The story is given further depth and mystery by the way in which it intersects with what is happening in the boy’s life: past and present connect. It is also given urgency by Joshua the shepherd who, when characters are pausing to argue and explain (the wise men and particularly difficult in this regard!), strikes his crook on the ground and cries, “To Bethlehem! To Bethlehem!”
As we draw nearer Christmas Day, we often become more frantically active: so much to do, so little time and in the course of these few days leading to Christmas, we will meet many people, some very busy with no time to pause, and others who will want to stop and talk when it is us who are anxious to hurry on. But perhaps we should ask – where are we hurrying? What is the urgency? Do we know? And in these people we meet, often only briefly in passing in the street, in the shops, is it possible that we can imagine them travelling to Bethlehem? Surely Mary and Joseph must have passed all sorts and conditions of folk; shared the time of day or perhaps a meal with busy people just like those we see. Through the ages, we connect in our shared humanity.

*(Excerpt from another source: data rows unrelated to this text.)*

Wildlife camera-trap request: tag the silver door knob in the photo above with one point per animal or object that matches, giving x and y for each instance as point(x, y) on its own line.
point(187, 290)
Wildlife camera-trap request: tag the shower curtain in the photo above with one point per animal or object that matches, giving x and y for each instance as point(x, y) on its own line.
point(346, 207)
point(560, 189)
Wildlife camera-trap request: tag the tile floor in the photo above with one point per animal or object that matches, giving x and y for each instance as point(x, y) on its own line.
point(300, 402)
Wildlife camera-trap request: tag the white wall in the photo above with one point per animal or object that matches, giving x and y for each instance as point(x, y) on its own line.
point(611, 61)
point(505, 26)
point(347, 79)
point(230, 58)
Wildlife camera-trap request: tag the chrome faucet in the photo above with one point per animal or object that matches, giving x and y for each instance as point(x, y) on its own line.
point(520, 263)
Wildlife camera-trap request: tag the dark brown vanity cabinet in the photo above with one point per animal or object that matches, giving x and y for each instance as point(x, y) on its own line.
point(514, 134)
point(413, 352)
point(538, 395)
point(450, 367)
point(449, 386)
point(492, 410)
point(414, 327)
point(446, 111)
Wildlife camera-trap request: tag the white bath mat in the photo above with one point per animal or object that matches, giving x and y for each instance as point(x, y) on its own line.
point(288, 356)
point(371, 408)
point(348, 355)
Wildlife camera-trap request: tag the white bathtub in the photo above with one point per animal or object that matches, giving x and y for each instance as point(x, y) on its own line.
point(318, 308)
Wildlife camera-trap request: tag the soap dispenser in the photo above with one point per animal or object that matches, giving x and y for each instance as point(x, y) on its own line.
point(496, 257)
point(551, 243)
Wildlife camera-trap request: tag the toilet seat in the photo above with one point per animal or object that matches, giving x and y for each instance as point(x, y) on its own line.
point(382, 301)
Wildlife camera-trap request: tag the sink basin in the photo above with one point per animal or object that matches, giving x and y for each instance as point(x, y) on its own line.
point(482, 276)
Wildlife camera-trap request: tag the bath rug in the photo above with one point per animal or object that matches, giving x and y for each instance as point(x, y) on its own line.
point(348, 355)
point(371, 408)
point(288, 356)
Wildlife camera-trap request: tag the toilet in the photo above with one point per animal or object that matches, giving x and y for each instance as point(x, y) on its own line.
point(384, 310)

As you go about today, or as you look out of your window, be more aware of that shared humanity, and pray for the people you see – a simple way is to recite the Lord’s Prayer in your mind, or the words of a carol that’s special to you as you watch, drawing the crowds together with you and with God.
In The Christmas Mystery, Joachim’s mother said, “The real Christmas night happened only once, but that Christmas night resulted in Christmas over the whole world.”
“That’s because the glory of heaven spreads so easily,” said Joachim. “I think it must be infectious.”
And there’s no better place for spreading infections than in a crowd!
May your kingdom come….. For the kingdom, the power and the glory are yours, now and for ever.